# There Be Dragons



## LeeC (Oct 24, 2014)

I thought some of you might be interested in this marquetry panel. It's a panel I decided not to use in creating the Celtic Treasure Chest piece, and the wife had me frame it to hang on the wall. If you look carefully at the woodgrains, you can get an idea of all the little pieces I had to fit to create the overall image. 


Just faded memories to me anymore, but it might be the spark of an idea for some of you enterprising artists 




[Click on the image for a larger image]


----------



## Pluralized (Oct 24, 2014)

Whoa -- nice work. You must have a steady hand and abundant patience!


----------



## Gumby (Oct 24, 2014)

I agree with Plu, that is awesome, Lee! Really, really beautiful work.


----------



## LeeC (Oct 24, 2014)

Thank you Pluralized and Gumby for the kind words. 

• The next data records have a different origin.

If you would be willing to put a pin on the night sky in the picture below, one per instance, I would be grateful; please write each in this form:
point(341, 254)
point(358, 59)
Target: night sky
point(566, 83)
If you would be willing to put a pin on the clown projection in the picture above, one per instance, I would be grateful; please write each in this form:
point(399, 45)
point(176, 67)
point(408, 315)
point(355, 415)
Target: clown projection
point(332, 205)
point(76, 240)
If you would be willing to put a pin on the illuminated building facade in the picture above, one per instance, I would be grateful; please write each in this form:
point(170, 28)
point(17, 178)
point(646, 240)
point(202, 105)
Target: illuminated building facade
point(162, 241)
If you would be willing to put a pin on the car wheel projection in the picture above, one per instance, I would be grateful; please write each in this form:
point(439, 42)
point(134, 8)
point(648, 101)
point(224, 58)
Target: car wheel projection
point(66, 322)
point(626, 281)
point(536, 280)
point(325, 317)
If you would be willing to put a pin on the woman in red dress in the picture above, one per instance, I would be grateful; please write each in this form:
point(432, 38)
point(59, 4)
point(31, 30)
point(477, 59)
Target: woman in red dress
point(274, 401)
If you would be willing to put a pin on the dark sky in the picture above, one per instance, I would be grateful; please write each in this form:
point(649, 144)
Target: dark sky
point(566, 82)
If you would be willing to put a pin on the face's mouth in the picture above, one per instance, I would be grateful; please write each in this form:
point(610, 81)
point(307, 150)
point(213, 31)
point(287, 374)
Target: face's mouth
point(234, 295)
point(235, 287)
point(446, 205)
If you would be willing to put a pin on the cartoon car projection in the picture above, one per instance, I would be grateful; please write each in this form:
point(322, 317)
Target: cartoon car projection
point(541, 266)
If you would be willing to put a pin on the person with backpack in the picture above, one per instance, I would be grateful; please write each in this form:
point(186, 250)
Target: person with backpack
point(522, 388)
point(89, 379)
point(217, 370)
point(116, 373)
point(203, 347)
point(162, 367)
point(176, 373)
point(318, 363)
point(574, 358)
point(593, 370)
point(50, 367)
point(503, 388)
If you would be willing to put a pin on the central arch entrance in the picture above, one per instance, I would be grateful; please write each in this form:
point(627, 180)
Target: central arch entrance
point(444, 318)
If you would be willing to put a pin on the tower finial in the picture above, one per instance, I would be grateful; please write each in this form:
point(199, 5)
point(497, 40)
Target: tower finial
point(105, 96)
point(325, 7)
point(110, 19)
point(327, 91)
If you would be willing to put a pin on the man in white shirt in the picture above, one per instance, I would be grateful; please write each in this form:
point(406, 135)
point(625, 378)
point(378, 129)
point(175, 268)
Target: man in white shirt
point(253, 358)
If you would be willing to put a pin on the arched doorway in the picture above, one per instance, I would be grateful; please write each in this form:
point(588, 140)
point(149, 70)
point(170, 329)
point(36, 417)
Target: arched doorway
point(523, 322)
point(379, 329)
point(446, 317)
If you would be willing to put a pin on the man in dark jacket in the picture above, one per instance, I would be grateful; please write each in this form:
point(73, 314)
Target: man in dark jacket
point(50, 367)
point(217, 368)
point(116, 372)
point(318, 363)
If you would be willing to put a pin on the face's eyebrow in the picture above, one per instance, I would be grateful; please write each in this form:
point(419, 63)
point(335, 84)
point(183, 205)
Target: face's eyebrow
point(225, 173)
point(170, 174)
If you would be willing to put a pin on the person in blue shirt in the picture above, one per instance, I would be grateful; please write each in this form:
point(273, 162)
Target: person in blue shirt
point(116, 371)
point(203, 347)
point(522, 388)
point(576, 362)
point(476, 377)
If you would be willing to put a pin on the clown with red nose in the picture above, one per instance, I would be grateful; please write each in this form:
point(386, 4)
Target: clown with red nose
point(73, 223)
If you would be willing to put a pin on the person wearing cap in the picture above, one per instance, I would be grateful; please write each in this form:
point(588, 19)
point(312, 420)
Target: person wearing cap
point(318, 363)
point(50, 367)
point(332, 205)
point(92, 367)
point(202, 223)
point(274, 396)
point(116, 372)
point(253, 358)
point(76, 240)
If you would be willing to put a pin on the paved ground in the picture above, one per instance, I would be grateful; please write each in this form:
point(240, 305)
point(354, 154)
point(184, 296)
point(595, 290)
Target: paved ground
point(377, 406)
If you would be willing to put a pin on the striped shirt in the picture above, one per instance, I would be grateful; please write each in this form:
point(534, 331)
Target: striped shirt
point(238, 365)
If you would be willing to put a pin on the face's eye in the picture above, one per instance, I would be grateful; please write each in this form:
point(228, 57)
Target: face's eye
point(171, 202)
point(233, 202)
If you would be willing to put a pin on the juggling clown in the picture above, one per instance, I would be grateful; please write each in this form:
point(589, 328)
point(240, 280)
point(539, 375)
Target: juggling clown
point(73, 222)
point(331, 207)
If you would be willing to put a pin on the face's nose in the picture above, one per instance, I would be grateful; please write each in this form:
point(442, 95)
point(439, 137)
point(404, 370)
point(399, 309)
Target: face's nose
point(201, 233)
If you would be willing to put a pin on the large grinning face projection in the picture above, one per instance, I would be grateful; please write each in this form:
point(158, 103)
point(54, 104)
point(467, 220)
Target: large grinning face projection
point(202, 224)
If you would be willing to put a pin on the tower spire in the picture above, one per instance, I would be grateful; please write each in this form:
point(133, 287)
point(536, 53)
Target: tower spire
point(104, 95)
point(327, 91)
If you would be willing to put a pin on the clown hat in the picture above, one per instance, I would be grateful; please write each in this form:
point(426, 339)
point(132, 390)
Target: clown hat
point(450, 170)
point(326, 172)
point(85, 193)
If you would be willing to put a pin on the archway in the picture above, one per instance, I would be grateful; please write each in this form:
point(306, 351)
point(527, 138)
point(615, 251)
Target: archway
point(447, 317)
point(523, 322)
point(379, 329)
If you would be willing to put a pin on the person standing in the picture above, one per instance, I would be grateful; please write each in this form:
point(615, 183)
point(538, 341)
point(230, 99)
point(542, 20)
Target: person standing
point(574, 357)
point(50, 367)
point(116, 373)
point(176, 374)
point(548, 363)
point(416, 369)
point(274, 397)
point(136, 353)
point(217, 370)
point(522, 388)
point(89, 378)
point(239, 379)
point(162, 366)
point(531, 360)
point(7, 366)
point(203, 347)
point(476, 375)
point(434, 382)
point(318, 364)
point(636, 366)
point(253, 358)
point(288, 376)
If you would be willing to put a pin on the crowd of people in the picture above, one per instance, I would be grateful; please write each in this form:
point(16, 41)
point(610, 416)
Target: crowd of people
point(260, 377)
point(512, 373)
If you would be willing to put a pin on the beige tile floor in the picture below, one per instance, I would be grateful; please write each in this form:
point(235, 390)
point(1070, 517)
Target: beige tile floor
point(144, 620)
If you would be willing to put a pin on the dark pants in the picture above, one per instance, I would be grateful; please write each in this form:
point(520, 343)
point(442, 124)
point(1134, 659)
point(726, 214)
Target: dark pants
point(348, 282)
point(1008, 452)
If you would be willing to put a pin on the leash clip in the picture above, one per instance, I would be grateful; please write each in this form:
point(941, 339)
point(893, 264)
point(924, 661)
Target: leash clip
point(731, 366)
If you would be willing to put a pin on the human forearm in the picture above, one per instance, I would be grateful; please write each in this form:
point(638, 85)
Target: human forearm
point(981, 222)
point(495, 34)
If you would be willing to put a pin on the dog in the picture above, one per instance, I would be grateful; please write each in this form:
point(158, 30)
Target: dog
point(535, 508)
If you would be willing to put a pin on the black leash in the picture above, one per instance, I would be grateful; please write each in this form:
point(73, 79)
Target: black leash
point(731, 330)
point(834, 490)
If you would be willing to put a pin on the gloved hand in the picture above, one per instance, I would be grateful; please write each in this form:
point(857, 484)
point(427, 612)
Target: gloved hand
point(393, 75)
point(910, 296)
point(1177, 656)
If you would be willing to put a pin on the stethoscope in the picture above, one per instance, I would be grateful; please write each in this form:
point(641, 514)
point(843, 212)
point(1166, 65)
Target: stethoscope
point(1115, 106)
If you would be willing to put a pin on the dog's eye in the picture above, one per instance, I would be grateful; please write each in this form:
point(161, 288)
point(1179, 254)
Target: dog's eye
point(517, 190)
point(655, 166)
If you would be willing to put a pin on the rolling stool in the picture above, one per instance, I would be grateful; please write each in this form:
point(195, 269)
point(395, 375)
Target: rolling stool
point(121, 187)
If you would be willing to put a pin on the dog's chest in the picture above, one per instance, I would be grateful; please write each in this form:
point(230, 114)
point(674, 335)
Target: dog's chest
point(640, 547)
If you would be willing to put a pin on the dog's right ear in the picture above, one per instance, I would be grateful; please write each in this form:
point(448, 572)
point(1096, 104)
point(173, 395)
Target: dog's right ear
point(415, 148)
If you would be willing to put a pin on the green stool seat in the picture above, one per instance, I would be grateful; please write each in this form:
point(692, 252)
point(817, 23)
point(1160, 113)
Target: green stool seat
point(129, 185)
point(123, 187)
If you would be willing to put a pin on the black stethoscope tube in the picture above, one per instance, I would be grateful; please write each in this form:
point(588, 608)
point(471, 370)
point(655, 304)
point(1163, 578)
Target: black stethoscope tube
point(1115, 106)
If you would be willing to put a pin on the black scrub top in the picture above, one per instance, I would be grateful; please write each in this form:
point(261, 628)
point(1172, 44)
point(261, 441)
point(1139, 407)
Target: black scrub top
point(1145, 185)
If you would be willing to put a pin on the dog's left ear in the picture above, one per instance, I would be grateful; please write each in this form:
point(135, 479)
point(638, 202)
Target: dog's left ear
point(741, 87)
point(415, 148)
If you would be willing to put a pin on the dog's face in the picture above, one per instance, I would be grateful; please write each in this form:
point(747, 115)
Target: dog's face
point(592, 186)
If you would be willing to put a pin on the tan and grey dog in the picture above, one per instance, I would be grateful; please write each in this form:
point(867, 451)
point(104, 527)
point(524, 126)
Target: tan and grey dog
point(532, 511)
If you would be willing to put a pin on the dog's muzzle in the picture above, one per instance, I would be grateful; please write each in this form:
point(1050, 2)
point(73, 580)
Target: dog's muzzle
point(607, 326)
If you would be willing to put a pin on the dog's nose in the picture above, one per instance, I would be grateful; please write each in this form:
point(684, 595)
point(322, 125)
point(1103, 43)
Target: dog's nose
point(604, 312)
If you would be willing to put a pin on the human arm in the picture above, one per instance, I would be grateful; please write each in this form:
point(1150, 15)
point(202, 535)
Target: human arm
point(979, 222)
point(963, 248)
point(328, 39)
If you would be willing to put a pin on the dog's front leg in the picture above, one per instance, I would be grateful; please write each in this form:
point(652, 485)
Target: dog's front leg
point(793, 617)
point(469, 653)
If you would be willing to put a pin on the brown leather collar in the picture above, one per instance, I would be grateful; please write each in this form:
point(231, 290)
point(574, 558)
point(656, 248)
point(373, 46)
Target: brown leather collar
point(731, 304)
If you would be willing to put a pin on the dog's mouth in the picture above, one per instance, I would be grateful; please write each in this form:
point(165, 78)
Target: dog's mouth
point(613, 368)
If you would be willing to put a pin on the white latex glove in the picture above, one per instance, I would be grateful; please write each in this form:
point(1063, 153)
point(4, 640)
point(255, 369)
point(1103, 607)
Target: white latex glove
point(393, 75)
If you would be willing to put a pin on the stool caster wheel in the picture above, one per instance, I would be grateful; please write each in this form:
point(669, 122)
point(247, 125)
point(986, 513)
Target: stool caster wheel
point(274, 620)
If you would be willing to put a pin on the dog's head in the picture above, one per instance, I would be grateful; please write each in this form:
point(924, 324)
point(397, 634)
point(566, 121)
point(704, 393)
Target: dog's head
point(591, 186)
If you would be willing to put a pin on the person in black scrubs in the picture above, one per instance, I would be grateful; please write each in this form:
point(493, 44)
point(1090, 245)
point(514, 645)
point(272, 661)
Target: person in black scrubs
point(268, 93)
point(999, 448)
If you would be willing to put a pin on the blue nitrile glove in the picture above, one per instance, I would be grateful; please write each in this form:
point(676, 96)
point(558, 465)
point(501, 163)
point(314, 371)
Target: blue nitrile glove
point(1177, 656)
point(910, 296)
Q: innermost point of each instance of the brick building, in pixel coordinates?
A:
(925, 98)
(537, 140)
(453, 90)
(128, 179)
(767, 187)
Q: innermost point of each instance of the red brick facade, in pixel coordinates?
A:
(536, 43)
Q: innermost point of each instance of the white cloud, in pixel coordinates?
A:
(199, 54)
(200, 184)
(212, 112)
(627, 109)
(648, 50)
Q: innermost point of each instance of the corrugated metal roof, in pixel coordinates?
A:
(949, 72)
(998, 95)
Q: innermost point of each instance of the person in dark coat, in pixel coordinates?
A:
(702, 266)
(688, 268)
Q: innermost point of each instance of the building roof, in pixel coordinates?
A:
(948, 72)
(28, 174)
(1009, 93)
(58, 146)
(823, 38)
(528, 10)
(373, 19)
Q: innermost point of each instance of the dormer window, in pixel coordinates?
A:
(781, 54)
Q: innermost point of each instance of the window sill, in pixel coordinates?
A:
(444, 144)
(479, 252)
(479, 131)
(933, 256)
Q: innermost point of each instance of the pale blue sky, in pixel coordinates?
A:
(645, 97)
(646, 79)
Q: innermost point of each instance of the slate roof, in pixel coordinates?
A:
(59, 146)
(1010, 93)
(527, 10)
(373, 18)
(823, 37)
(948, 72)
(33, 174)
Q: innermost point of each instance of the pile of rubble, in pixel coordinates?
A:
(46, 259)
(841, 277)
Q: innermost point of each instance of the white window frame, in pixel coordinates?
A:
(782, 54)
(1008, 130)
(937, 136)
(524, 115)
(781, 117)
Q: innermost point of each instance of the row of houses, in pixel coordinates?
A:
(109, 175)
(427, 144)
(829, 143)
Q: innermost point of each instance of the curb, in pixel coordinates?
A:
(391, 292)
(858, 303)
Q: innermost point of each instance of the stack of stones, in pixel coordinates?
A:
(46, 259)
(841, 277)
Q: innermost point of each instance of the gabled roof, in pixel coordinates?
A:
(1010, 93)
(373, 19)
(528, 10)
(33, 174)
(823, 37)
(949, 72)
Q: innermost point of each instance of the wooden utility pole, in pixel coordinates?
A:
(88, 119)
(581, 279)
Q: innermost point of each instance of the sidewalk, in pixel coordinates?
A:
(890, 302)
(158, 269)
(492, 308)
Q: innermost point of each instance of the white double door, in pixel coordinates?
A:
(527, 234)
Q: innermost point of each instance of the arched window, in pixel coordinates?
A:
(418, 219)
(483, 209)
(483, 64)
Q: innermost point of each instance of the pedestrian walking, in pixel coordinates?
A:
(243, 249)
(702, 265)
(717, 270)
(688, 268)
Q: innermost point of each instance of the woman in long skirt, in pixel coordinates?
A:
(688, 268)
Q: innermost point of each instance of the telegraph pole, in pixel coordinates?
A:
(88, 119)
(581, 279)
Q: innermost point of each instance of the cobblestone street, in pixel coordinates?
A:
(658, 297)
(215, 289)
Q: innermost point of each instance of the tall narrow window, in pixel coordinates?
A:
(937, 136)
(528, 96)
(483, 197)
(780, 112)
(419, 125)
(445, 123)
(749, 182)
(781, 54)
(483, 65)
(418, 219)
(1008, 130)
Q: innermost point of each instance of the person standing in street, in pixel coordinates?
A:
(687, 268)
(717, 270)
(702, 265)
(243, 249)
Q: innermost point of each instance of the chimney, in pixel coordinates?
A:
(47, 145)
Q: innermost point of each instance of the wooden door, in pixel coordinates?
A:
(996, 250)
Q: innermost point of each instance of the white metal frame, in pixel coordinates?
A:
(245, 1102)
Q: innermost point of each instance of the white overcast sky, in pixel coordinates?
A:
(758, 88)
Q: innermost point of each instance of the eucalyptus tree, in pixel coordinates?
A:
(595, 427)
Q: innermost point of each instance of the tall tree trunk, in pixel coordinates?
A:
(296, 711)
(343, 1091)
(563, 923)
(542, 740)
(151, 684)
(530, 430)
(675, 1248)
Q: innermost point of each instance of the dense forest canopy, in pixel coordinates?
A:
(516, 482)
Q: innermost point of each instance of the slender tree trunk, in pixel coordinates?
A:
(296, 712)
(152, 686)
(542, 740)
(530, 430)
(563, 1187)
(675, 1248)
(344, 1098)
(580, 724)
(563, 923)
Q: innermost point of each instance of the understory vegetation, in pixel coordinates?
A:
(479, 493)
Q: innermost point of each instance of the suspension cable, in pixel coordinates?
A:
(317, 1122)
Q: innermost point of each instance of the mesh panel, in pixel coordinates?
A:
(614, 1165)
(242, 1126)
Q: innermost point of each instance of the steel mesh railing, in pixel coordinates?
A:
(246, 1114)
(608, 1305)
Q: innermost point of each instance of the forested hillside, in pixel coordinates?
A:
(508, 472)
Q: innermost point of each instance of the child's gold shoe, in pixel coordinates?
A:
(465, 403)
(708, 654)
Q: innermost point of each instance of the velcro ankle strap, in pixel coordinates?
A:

PS: I've been meaning to ask about your avatar Gumby, as somehow it brings up a recollection I can't get a handle on. Is it similar to something I may have seen, or is my mind playing tricks?


----------



## Abby (Oct 27, 2014)

Beautiful and intricate work Lee!


----------



## escorial (Oct 27, 2014)

so like your work dude..pure quality.


----------



## LeeC (Oct 27, 2014)

Thank you Abby and escorial. 


You two are making me blush, where usually I just pass air


----------



## Eliza (Nov 19, 2014)

Great dragons. I really like this Celtic theme


----------